L’étude a été publiée dans Nature.
L’étude
Les coquillages fossilisés se trouvaient dans une collection du musée depuis un certain temps. Ils provenaient du site de Trinil à Java en Indonésie et avaient été découvert par Eugène Dubois en 1891
(Photo du site en 1900 à droite) .
L’équipe, composée de 21 chercheurs (Université libre d’Amsterdam), a analysé les coquilles et les sédiments associés. Le motif géométrique gravé sur l’une des coquilles était totalement inattendu. Il faut noter que pour faire ressortir les lignes gravées il faut que la lumière se présente sous un angle particulier.
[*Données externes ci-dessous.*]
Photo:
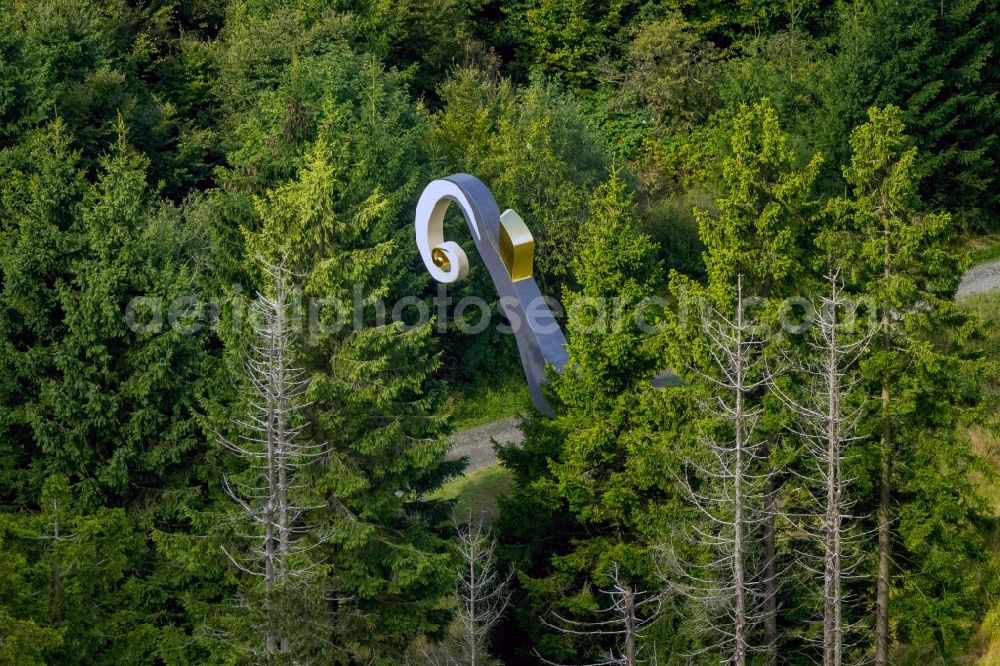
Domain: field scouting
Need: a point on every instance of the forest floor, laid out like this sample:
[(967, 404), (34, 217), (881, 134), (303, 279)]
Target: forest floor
[(980, 279)]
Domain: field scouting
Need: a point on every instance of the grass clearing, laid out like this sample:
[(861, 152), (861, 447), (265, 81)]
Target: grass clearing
[(981, 248), (985, 439), (502, 397), (478, 493)]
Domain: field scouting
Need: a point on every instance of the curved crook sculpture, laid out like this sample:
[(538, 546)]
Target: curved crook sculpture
[(507, 248)]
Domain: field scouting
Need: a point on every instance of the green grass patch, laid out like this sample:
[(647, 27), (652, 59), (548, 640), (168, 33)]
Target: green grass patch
[(985, 439), (981, 248), (494, 399), (478, 493)]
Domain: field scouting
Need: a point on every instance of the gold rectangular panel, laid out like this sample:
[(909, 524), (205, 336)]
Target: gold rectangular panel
[(517, 246)]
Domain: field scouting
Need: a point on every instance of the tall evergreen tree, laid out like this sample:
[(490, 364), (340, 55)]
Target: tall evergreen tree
[(933, 60)]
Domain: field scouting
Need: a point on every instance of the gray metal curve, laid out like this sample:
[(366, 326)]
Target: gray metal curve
[(540, 340)]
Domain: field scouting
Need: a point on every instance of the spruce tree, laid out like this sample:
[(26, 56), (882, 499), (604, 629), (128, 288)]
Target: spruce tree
[(593, 483), (933, 60), (930, 564)]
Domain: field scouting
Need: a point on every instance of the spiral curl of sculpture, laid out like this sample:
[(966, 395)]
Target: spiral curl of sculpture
[(506, 247)]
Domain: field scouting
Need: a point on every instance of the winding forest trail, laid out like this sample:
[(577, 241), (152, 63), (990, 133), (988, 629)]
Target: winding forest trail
[(980, 279), (477, 443)]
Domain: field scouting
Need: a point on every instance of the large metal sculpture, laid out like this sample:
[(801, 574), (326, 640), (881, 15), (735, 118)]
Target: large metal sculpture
[(507, 248)]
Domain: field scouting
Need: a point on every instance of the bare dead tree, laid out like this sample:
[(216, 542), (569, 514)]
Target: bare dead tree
[(825, 425), (483, 592), (270, 440), (729, 486), (629, 612)]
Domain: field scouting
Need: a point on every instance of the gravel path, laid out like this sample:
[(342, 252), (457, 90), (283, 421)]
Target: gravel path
[(980, 279), (477, 443)]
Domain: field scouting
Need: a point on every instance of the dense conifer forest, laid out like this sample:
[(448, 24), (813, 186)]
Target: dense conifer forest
[(225, 421)]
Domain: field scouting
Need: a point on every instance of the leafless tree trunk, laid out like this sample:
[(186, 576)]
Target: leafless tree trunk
[(733, 493), (828, 427), (885, 488), (483, 593), (270, 441), (627, 617)]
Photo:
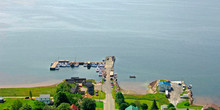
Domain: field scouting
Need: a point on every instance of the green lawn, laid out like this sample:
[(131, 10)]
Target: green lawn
[(25, 91), (9, 102), (149, 103), (101, 95), (113, 91), (159, 97), (181, 105), (99, 105)]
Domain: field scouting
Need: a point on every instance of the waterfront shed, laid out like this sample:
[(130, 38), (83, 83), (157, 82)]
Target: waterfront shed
[(131, 107), (45, 98), (163, 86)]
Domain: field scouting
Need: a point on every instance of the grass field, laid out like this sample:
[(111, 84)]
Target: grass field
[(99, 105), (181, 105), (159, 97), (16, 92), (10, 101), (101, 95)]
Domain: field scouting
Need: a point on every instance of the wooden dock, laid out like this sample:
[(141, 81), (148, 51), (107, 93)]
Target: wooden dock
[(55, 63)]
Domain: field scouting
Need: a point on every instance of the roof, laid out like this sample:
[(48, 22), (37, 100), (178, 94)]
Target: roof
[(164, 83), (211, 105), (131, 107), (74, 107), (44, 96)]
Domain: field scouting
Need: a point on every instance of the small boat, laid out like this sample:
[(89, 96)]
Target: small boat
[(100, 74), (76, 65), (97, 70), (94, 65), (132, 76), (101, 65), (85, 65)]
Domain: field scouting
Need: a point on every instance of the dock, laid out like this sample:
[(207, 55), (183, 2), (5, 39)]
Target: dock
[(55, 65)]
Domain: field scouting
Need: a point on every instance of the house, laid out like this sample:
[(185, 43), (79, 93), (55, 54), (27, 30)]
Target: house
[(74, 80), (163, 107), (2, 100), (163, 86), (90, 89), (74, 107), (45, 98), (131, 107), (85, 83), (206, 107), (74, 89), (185, 96)]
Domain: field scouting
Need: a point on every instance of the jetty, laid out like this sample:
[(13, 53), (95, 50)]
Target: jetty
[(56, 64)]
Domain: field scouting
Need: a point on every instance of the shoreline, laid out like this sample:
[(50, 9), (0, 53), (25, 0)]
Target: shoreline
[(41, 84), (199, 100)]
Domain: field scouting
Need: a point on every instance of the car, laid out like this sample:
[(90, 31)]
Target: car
[(26, 97)]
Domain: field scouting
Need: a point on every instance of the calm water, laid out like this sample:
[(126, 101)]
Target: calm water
[(163, 39)]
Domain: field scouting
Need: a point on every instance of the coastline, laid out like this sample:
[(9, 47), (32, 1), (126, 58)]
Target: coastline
[(41, 84)]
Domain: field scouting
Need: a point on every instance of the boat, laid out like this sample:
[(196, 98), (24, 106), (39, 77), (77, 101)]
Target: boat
[(100, 74), (94, 65), (97, 70), (85, 65), (132, 76), (76, 65), (101, 65)]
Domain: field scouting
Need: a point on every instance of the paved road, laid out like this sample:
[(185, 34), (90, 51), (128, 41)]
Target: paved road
[(175, 94)]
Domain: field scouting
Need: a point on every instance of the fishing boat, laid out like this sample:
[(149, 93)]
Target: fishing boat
[(97, 69), (100, 74), (94, 65), (76, 65), (85, 65), (132, 76)]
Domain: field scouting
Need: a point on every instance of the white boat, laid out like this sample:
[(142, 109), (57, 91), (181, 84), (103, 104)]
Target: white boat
[(85, 65), (97, 70), (76, 65)]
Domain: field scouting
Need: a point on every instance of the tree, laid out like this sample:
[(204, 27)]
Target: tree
[(30, 93), (88, 104), (154, 106), (59, 98), (46, 107), (170, 105), (137, 103), (119, 98), (26, 107), (17, 104), (64, 106), (172, 108), (123, 106), (38, 105), (144, 106)]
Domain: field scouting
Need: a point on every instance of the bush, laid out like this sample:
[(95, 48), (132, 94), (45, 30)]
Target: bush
[(64, 106), (187, 104), (88, 104), (144, 106), (123, 106)]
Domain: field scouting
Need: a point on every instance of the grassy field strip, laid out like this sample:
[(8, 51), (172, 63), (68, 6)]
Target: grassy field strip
[(36, 91)]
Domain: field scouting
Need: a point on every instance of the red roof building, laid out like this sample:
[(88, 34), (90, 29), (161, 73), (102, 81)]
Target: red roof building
[(74, 107), (206, 107)]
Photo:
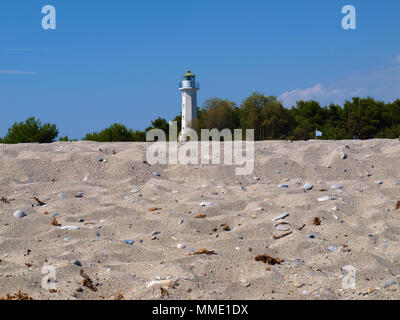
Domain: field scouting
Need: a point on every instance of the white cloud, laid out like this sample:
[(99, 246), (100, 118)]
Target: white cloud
[(381, 84), (317, 92), (3, 71)]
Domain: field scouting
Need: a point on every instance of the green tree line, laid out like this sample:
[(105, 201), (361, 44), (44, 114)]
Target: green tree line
[(361, 118)]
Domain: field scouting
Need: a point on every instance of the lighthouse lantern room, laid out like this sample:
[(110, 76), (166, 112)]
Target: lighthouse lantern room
[(189, 88)]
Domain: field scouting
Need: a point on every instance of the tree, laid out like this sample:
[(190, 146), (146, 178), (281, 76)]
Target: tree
[(31, 131), (218, 114), (160, 123), (115, 133)]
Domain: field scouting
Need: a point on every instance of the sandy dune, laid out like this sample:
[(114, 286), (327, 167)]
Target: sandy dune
[(363, 232)]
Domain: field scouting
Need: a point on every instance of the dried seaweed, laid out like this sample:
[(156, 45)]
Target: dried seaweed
[(317, 221), (18, 296), (164, 292), (87, 282), (119, 296), (282, 235), (202, 251), (267, 259), (40, 203), (6, 200), (54, 222), (225, 227)]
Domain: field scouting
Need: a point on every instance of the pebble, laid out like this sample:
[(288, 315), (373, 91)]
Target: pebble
[(388, 283), (323, 199), (19, 214), (77, 263), (282, 216), (205, 204), (308, 186), (283, 227), (70, 228)]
Les chercheurs ont datés les sédiments d’ou ont été extrait les coquilles et ont estimé que leur âge se situe entre -430 000 et -540 000 années à l’aide de deux méthode de datation différentes (Argon et thermoluminescence).
« Il est fantastique que cette coquille gravée ait été découverte dans une collection de musée où elle a été entreposée pendant plus de cent ans. Je peux imaginer les gens doivent se demander si l’on peut considérer cela comme une forme d’art…», explique Wil Roebroeks, professeur d’archéologie paléolithique à l’Université de Leiden.
Qui a réalisé ces gravures ?
l y a 500 000 ans (datation du coquillage), Homo sapiens n’existait pas encore. En Indonésie, une espèce était présente, Homo Erectus. Cette espèce d’hominidé vivait depuis 1,9 millions d’années. Originaires d’Afrique, les Homo erectus se sont répandus vers la Géorgie, l’Inde, le Sri Lanka, la Chine et Java. On peut donc penser que c’est Homo erectus à Java utilisait ces coquilles de moules d’eau douce comme outils il y a un demi-million d’années, et qu’il gravait parfois ces « outils » de motifs géométriques.
«Jusqu’à cette découverte, on supposait que des gravures comparables n’avaient été faites que par des hommes modernes (Homo sapiens) en Afrique, il y a environ 100.000 ans« , explique l’auteur principal de l’étude José Joordens ( Faculté d’Archéologie à l’Université de Leiden).
Une évolution cognitive plus précoce que prévue ?
Cette découverte est très importante car de nombreux psychologues pensent que les gravures géométriques sont une preuve des capacités cognitives évoluées, et que seuls les humains modernes sont sensés avoir de telles capacités cognitives. Cela signifie également qu’Homo Erectus n’a pas seulement taillé des outils de pierre, mais qu’il a aussi su utiliser des coquillages comme outils. L’une des coquilles montrait un bord lisse et poli indiquant qu’il a été utilisé comme un outil pour couper ou gratter.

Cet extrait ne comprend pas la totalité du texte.